Some applications may require limited information on certain parts of the sentence, and need these results fast. For e.g., Search Engines can produce better results if, for instance, they are aware of the "Named Entities" that can answer "who" or "where" questions (for e.g., Noun Phrases that indicate name or place) related to the sentence. This has resulted in the emergence of high-speed Shallow parsers that focus on identifying only certain components (say, Noun Phrases) of a sentence. However, the question arises whether one can get the parts right without being aware of the whole. The fact is that natural languages are very complex and simple rules result in high error rates (and hopelessly wrong results at times).
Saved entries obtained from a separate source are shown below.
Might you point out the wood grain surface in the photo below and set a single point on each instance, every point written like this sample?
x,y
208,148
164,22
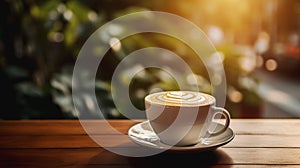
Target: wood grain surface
x,y
64,143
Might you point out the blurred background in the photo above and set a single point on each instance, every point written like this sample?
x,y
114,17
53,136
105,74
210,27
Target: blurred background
x,y
257,39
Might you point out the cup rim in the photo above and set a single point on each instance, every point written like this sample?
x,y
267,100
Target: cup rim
x,y
207,103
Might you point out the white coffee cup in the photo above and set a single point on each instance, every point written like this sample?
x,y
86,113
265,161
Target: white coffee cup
x,y
182,118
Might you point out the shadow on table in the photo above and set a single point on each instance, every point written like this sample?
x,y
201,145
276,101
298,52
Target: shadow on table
x,y
204,159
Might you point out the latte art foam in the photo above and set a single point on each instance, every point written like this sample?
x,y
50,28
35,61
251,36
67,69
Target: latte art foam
x,y
179,98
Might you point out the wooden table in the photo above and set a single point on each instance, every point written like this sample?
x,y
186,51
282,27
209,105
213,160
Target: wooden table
x,y
64,143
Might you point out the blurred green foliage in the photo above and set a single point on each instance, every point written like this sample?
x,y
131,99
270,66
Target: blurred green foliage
x,y
40,40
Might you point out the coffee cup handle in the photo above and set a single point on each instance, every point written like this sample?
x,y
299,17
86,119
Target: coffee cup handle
x,y
225,113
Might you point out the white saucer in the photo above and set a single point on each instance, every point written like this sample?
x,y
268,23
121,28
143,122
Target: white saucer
x,y
143,135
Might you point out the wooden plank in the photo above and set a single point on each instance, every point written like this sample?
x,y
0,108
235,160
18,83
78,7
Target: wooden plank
x,y
73,127
99,156
266,126
84,141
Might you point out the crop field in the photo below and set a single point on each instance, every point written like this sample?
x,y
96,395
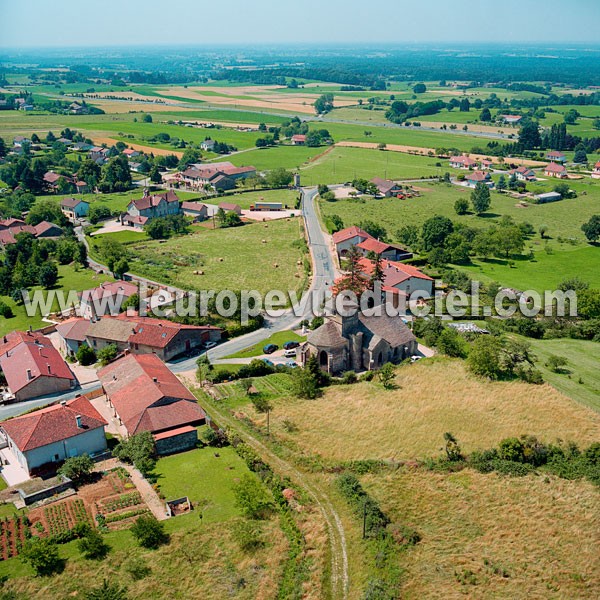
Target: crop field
x,y
488,536
234,258
433,396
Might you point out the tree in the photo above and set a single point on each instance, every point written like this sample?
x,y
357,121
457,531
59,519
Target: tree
x,y
484,357
485,115
263,406
481,198
149,532
107,591
92,545
251,498
591,229
85,355
386,375
107,354
461,206
435,231
42,555
77,468
48,275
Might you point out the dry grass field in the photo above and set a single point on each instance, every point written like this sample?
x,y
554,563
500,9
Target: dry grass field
x,y
487,536
433,396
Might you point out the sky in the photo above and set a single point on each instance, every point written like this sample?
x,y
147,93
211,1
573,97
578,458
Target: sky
x,y
60,23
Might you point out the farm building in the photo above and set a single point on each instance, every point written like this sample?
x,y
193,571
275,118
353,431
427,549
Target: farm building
x,y
358,342
146,396
55,433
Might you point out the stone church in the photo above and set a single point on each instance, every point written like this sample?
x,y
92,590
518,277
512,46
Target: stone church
x,y
359,342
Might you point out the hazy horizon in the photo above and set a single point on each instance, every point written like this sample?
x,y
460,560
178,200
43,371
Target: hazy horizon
x,y
39,24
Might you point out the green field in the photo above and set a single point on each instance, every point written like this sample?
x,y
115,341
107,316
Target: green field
x,y
233,258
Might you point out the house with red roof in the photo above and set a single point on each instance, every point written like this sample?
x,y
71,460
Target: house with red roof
x,y
386,187
147,335
462,162
146,396
55,433
32,368
555,170
105,299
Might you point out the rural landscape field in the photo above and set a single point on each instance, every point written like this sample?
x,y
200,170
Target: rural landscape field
x,y
294,305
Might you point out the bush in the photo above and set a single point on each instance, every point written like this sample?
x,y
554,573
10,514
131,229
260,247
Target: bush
x,y
149,532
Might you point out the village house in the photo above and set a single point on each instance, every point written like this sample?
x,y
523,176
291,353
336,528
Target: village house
x,y
555,170
151,207
386,187
146,396
524,174
146,335
298,139
556,156
74,208
476,177
358,342
55,433
383,249
462,162
32,367
105,299
196,210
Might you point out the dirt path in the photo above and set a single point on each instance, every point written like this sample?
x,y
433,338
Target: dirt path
x,y
335,528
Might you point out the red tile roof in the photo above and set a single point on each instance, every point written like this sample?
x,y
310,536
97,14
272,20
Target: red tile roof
x,y
147,395
349,233
53,424
38,357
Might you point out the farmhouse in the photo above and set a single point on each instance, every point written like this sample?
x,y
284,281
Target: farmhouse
x,y
146,396
33,367
386,187
383,249
74,208
555,170
351,236
556,156
107,298
524,174
462,162
358,342
151,207
55,433
146,335
196,210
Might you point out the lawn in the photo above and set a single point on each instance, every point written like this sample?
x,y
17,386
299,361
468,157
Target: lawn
x,y
278,339
69,279
488,536
205,476
234,258
433,396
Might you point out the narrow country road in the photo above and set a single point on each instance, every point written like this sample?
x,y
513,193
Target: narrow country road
x,y
335,528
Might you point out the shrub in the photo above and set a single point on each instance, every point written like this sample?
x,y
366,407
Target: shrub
x,y
149,532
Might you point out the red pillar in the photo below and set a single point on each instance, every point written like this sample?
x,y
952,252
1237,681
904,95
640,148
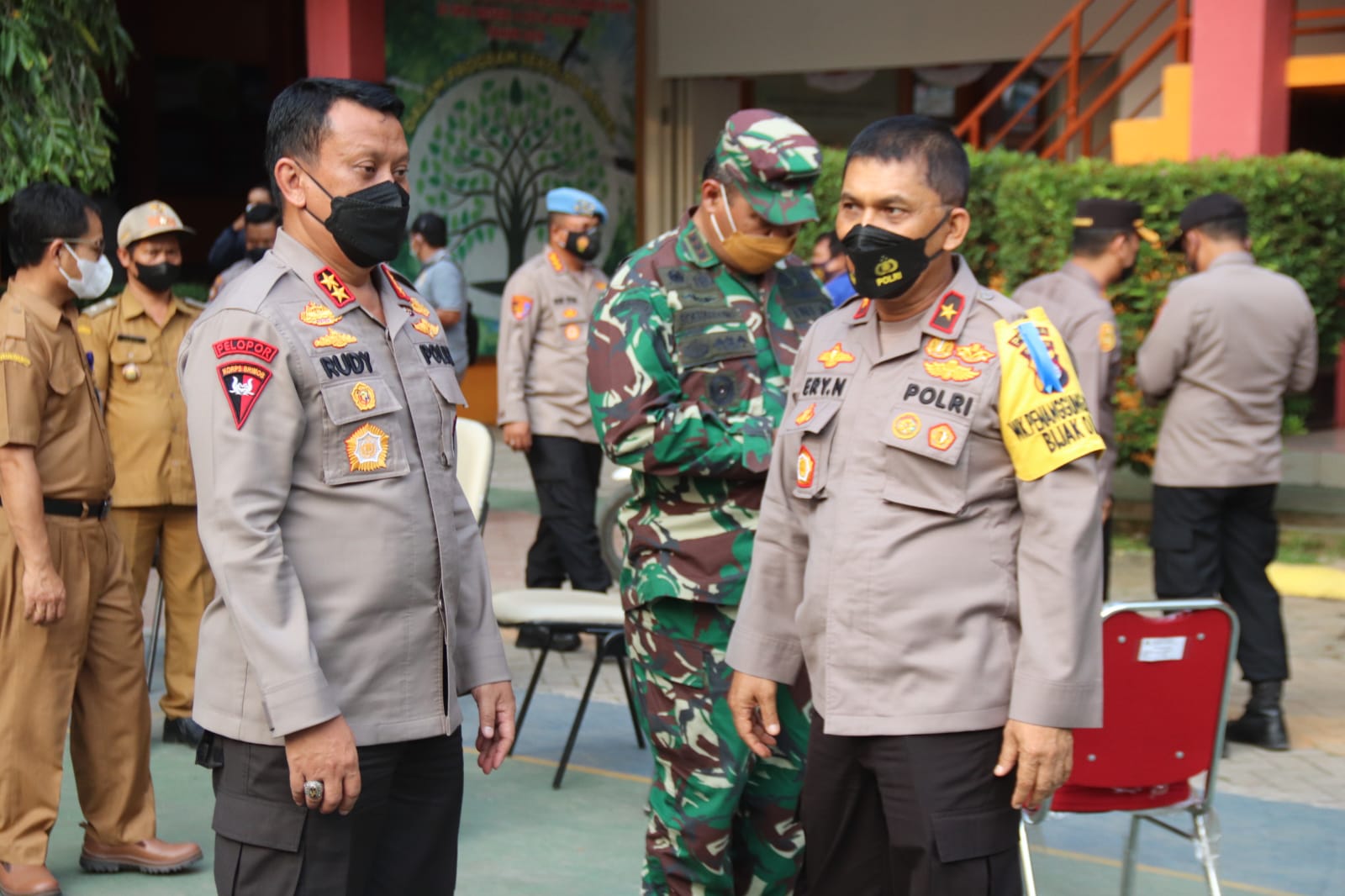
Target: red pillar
x,y
1239,94
346,40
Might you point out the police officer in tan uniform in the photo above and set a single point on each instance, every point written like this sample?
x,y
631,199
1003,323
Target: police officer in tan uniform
x,y
71,627
353,602
930,522
1230,342
1103,250
134,340
544,407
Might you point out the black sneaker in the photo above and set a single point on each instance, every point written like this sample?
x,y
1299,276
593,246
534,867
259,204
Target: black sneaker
x,y
183,730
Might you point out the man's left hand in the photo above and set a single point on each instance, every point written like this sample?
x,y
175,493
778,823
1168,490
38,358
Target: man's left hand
x,y
1044,757
495,736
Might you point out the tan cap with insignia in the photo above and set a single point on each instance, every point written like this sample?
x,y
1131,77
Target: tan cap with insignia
x,y
150,219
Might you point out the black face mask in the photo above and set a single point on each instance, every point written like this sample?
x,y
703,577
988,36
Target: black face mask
x,y
369,225
585,244
887,264
158,277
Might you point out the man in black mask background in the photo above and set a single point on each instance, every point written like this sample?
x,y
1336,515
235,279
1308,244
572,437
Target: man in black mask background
x,y
1103,253
134,342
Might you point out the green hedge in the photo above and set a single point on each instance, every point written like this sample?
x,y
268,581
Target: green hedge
x,y
1021,210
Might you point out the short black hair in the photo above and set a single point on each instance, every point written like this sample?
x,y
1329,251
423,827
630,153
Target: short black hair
x,y
262,213
298,119
432,229
899,138
1224,229
1089,242
45,212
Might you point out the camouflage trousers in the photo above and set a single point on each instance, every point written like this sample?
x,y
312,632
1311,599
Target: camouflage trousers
x,y
723,822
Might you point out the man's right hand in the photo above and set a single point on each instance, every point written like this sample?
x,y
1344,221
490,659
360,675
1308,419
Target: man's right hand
x,y
752,704
324,752
518,436
44,595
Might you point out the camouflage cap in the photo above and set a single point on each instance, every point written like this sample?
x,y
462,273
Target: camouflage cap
x,y
773,161
150,219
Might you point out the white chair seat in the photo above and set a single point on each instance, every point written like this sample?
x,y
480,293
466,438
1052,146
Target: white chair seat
x,y
557,607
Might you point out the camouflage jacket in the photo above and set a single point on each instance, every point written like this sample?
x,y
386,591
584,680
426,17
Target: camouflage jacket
x,y
689,369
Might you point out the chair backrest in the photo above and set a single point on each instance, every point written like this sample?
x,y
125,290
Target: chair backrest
x,y
475,459
1165,683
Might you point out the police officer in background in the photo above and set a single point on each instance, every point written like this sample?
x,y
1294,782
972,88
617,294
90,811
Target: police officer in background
x,y
260,226
71,653
354,600
443,284
1228,343
1103,252
689,360
545,316
931,519
134,340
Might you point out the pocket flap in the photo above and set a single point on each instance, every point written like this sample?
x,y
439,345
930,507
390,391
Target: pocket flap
x,y
810,416
961,835
260,824
358,398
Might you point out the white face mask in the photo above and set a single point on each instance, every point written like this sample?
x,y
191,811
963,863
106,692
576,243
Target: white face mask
x,y
94,276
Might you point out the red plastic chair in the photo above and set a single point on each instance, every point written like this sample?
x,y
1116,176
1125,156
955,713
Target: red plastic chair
x,y
1165,683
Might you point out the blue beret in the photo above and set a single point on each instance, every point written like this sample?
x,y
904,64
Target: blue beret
x,y
568,201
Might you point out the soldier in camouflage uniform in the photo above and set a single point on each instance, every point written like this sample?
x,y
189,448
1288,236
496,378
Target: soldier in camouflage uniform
x,y
690,354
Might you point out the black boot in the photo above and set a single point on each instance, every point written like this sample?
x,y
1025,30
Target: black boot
x,y
1263,723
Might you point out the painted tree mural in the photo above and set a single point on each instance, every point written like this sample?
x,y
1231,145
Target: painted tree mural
x,y
495,155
Applications that use Shallow Parsers will make a trade-off between this higher error rate and speed of processing. In the following sentence, consider what one can figure out about the 'sender' or the 'receiver' of the flowers if information about the whole tree is unavailable (the sentence contains an embedded clause with a passive in a 'reduced' form).

  • The florist sent the flowers was very pleased.[9]
  • Deep parsers, on the other hand, tend to be slower as they try to derive the parse-tree for the entire sentence, and this may involve a slower process of generating multiple "candidates" and then pruning defective parse-trees (most parsers will identify the "best-fit" candidate in the final pass). However, it must be noted that even Deep parsers are far from perfect - few can reliably handle the complex sentences found in the "real world".

    Further, many downstream applications need much more information than is provided by most parsers. For instance, information on Gaps and Trace Chains is crucial for a sophisticated Machine Translation application. In the absence of this information it will be difficult to determine the semantic subject ('who' sent the flowers - an undefined entity in this case) and semantic object ('what' was sent, and 'who' was the recipient) of the embedded clause in the sentence below. Hence, it is not surprising that many Machine Translation programs do a poor job of translating this sentence.

  • The florist sent the flowers was very pleased.[9]
  • Simple rules cannot be used to determine that 'the florist' is not the semantic subject of the embedded clause (it happens to be a semantic object in this case). This is because there is no 'scaffolding' in the above sentence to signal the onset of an embedded clause (or that it is in Passive Voice).


    References

    1. [Chomsky1980a] Chomsky N.. On Binding. Linguistic Inquiry. 1980;11:1-46.
    2. [Chomsky1980b] Chomsky N.. Rules and Representations. New York: Columbia University Press; 1980.
    3. [Chomsky1981] Chomsky N.. Lectures on Government and Binding: The Pisa lectures. Seventh 1993 ed. Berlin; New York: Mouton de Gruyter; 1981.
    4. [Chomsky1981b] Chomsky N.. Principles and Parameters in syntactic theory. In: Hornstein N., Lightfoot D., editors. Explanations in Linguistics. London: Longman; 1981.
    5. [Chomsky1982] Chomsky N.. Some consequences of the Theory of Government and Binding. Vol Linguistic Inquiry Monograph 6. Cambridge, MA: MIT Press; 1982.
    6. [Chomsky1986] Chomsky N.. Barriers. Vol Linguistic Inquiry Monograph 13. Cambridge, MA: MIT Press; 1986.
    7. [Chomsky1995] Chomsky N.. The Minimalist Program. Cambridge, MA: MIT Press; 1995.
    8. [Chomsky2000] Chomsky N.. New horizons in the study of language and mind. Cambridge, UK: Cambridge University Press; 2000.
    9. [RaynerCarlsonFrazier1983] Rayner K, Carlson M, Frazier L.. The Interaction of Syntax and Semantics during Sentence Processing: Eye Movements in the Analysis of Semantically Biased Sentences. Journal of Verbal Learning and Verbal Behavior. 1983;22:358-374.